Ihr Sohn Ernst, evangelisch und ebenfalls ungarischer Staatsbürger, war 1938 ebenfalls im 8. Studiensemester seines Chemiestudiums, konnte dieses aber nicht mehr in Wien abschließen.
Jolán Jacobi floh mittellos in die Schweiz, um ein neues Leben zu beginnen und begann als Jolande Jacobi in Zürich ihre Studien und Analysen bei C. G. Jung, und innerhalb weniger Jahre wurde sie zu einer der führenden Interpret:innen seiner Schule der analytischen Psychologie. Ihr wird das Verdienst zugeschrieben, die Jung'sche Psychologie in ein organisiertes System gebracht zu haben, insbesondere durch ihr Buch The Psychology of C. G. Jung (Yale), das zahlreiche deutsche und englische Auflagen erlebte und in neun Sprachen übersetzt wurde.
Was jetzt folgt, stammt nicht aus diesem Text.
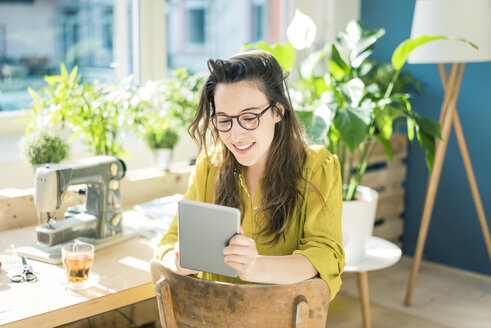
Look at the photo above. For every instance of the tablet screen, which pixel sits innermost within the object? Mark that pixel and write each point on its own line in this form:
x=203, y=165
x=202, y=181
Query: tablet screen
x=204, y=230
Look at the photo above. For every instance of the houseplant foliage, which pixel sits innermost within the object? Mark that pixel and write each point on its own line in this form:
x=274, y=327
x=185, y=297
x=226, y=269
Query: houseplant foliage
x=350, y=103
x=168, y=106
x=161, y=136
x=43, y=147
x=99, y=112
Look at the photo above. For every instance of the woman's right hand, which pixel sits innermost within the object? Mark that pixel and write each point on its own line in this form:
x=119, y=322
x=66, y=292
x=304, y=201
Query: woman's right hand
x=171, y=261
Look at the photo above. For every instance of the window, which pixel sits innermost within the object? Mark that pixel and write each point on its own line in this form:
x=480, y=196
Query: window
x=196, y=26
x=37, y=36
x=257, y=25
x=201, y=29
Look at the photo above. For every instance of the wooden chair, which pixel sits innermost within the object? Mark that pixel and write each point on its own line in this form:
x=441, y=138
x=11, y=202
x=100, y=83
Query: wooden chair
x=192, y=302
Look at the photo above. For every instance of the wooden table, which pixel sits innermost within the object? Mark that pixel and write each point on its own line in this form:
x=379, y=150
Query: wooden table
x=124, y=279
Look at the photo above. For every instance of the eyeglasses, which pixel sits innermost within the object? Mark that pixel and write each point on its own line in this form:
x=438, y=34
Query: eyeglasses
x=249, y=121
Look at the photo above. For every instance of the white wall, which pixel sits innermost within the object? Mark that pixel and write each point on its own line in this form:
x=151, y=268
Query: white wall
x=33, y=24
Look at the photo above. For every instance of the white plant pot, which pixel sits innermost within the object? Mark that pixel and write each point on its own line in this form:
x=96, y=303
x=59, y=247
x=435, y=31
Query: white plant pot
x=357, y=223
x=161, y=158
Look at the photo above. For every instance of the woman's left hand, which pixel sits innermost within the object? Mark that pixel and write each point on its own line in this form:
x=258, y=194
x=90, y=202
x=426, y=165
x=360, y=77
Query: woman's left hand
x=241, y=255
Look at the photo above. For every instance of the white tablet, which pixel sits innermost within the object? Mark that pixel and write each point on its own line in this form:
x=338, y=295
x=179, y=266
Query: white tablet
x=204, y=230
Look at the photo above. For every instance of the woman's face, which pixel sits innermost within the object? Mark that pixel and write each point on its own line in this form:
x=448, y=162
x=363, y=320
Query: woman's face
x=250, y=147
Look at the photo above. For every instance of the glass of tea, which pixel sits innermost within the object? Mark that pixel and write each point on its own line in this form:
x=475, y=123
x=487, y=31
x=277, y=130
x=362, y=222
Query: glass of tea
x=77, y=260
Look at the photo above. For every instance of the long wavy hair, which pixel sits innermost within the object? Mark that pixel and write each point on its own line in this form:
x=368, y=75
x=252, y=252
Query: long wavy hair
x=283, y=185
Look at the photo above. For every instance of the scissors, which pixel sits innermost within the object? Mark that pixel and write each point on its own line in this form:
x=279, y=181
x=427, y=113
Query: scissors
x=26, y=275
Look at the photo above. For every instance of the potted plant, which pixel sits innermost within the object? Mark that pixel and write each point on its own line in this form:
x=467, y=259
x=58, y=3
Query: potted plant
x=161, y=138
x=40, y=148
x=99, y=112
x=345, y=104
x=168, y=106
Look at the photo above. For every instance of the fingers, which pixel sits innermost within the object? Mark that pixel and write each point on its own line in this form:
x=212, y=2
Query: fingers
x=242, y=240
x=174, y=264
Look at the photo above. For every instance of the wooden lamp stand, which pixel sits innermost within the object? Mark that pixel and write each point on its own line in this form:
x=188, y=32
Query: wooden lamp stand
x=448, y=116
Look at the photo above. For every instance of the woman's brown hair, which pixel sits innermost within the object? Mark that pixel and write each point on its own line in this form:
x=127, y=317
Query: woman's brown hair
x=282, y=185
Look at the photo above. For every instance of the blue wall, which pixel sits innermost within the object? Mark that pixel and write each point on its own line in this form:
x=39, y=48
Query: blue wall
x=454, y=237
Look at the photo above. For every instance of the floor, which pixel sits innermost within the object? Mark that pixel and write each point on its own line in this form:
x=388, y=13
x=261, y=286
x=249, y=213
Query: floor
x=442, y=297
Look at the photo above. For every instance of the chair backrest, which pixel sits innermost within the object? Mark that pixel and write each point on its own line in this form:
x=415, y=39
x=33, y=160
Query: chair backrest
x=194, y=302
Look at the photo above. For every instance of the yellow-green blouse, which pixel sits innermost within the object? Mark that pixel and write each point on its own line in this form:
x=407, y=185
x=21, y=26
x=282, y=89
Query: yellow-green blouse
x=315, y=232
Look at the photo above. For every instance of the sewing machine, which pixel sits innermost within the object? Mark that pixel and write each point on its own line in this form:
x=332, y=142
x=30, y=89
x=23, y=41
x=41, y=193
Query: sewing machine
x=98, y=221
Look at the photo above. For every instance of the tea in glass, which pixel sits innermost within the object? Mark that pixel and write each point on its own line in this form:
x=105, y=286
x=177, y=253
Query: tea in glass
x=77, y=261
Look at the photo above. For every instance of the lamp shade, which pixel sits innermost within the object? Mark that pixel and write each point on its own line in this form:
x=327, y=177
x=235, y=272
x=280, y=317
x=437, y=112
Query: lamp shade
x=467, y=19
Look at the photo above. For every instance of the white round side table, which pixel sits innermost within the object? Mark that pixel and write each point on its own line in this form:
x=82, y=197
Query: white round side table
x=380, y=254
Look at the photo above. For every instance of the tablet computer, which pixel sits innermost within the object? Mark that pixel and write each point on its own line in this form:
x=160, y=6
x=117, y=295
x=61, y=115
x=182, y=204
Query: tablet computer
x=204, y=230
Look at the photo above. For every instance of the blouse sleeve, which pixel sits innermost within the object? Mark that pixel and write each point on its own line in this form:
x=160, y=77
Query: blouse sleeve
x=194, y=192
x=321, y=238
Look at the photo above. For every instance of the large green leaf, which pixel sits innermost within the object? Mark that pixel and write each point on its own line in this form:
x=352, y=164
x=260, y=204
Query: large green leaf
x=427, y=142
x=352, y=124
x=428, y=126
x=386, y=145
x=401, y=53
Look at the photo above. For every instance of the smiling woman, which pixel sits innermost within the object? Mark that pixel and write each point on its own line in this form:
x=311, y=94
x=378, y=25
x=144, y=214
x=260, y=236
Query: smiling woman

Sie war Mitbegründerin und Leiterin des C. G. Jung-Instituts in Zürich, lehrte dort und am Institut für Angewandte Psychologie, an der Volkshochschule und an der Universität Zürich sowie in anderen europäischen Ländern, in England und in den Vereinigten Staaten. Sie forschte an der Klinik Zürichberg und spezialisierte sich auf Kunsttherapie. Sie betrieb auch eine eigene psychoanalytische Praxis in deutscher, ungarischer und englischer Sprache.
Jolande Jacobi veröffentlichte mehr als einhundert Arbeiten, zu ihren bekanntesten Büchern gehört neben dem schon erwähnten "Die Psychologie von C. G. Jung"
"Psychologische Betrachtungen: eine Auslese aus den Schriften von C. G. Jung" (1945), "Komplex, Archetypus, Symbol in der Psychologie C. G. Jungs" (1957), "Frauenprobleme, Eheprobleme" (1968), "Vom Bilderreich der Seele: Wege und Umwege zu sich selbst" (1969), "Der Weg zur Individuation" (1971), "Die Seelenmaske: Einblicke in die Psychologie des Alltags" (²1972) und "Paracelsus: Lebendiges Erbe - eine Auslese aus seinen sämtlichen Schriften" (1942, 1991, 2004).
Die österreichische Regierung verlieh ihr 1935 das Ritterkreuz des Verdienstordens und 1972 das Ehrenzeichen für Wissenschaft und Kunst.
Jolande Jacobi starb plötzlich am 1. April 1973 in Zürich/Schweiz, mitten in den Vorbereitungen zu einer Ausstellung zu Ehren von C. G. Jungs hundertstem Geburtstag im Jahre 1975.
Lit.: Archiv der Universität Wien/Nationale PHIL 1934-1938, Rigorosenakt und -protokoll PHIL Nr. 14105, Promotionsprotokoll PHIL 1931-1941 Nr. 2788; WEITZEL 2000, 97, POSCH 2009 365f.; Jolande JACOBI, Complex/Archetype/Symbol in the Psychology of C.G. Jung, Princeton, NJ 2020, 241f.